Характерен для Хрущева и эпизод, который произошел уже после уничтожения самолета У-2. На одном из приемов в Москве он подошел к норвежскому послу Гундерсену, который стоял в сторонке, положив руки в карманы. «Покажите, что у вас в кармане», — просит Хрущев. Посол достает носовой платок. «А в другом?» Посол извлекает связку ключей. «Все в порядке, — с наигранным облегчением вздыхает советский премьер, — я просто хотел убедиться, не скрываете ли вы от нас что-нибудь еще». В такой, характерной для Хрущева, манере внимание норвежцев еще раз было привлечено к грубому нарушению ими обязательств о недопущении иностранных сил на свою территорию в мирное время. Но Хрущев не останавливается на этом. Он отводит посла к стене и рисует на ней воображаемую карту: «Это — Советский Союз. А это — Норвегия. Вот тут — Будё. Если то, что произошло, повторится еще раз, Будё больше не будет».
Хрущев посчитал беседу с My столь важной, что поручил мне подготовить записку о ее содержании для членов Президиума ЦК. «Она должна быть готова в понедельник, — сказал Хрущев, — ну, а сегодня пятница. Пора и на дачу». Поскольку работы предстояло много, а дачи у меня не было, как, впрочем, не было еще и собственной квартиры, я сразу засел за работу. К понедельнику она была готова на 12 страницах. Помощник Хрущева Олег Трояновский внес очень незначительную правку, убрал из материала угрозу задать трепку братьям Олсоп, и записка пошла по инстанциям.
Хрущев несколько раз собирался в Норвегию, и представители различных советских ведомств и учреждений в Осло тщательно готовили визит. Ожидавшийся в 1959 году приезд Председателя Совета Министров СССР не состоялся. Хрущев отложил его со ссылкой на то, что норвежское общественное мнение не подготовлено к нему. В местной прессе, по его мнению, допускаются резкие выпады в адрес нашей страны и время для визита не созрело. Возможно, Хру-
щев хотел разобраться поглубже с историей использования американцами норвежских аэродромов, а может, были и иные причины. Во всяком случае, меня, работавшего в то время в МИД, вызвал заместитель министра В.С.Семенов и поручил подобрать наиболее оскорбительные заметки из норвежской прессы, чтобы обосновать отсрочку визита. Вскоре подборка наиболее агрессивных высказываний и публикаций была сделана и пущена в ход.

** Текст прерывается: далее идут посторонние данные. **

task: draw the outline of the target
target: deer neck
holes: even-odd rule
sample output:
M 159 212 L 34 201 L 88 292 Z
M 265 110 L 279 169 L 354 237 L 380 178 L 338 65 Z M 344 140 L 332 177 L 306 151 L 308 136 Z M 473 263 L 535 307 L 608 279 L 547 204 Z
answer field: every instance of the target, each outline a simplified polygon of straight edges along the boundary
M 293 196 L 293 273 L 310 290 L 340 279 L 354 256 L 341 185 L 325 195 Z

В 1964 году ситуация была совсем иной. Визит Хрущева по линии МИД, разведки и посольства готовился тщательно около года, с тем чтобы дать советскому руководителю максимально точную картину положения дел на Севере Европы, подготовить его к вопросам, которые могут быть затронуты принимающей стороной в ходе переговоров, внести предложения о желаемых результатах поездки. Наши цели состояли в улучшении отношений с Норвегией, выработке общих подходов к освоению ресурсов континентального шельфа и углублении экономического сотрудничества. В резидентуре мы чувствовали, что Центр нервничает, потому что он постоянно ставил перед нами задачи получения все новой и новой информации.
Была создана советско-норвежская рабочая группа по подготовке визита. В нее входили с норвежской стороны помощник премьер-министра по международным делам и вопросам безопасности Андерсен и уже упоминавшийся шеф норвежской контрразведки Брюн. Со стороны посольства в рабочую группу входил я. Секретарем группы была сотрудница МИД Норвегии Ховик, с которой я тогда впервые познакомился. Более подробный рассказ о ее судьбе будет ниже.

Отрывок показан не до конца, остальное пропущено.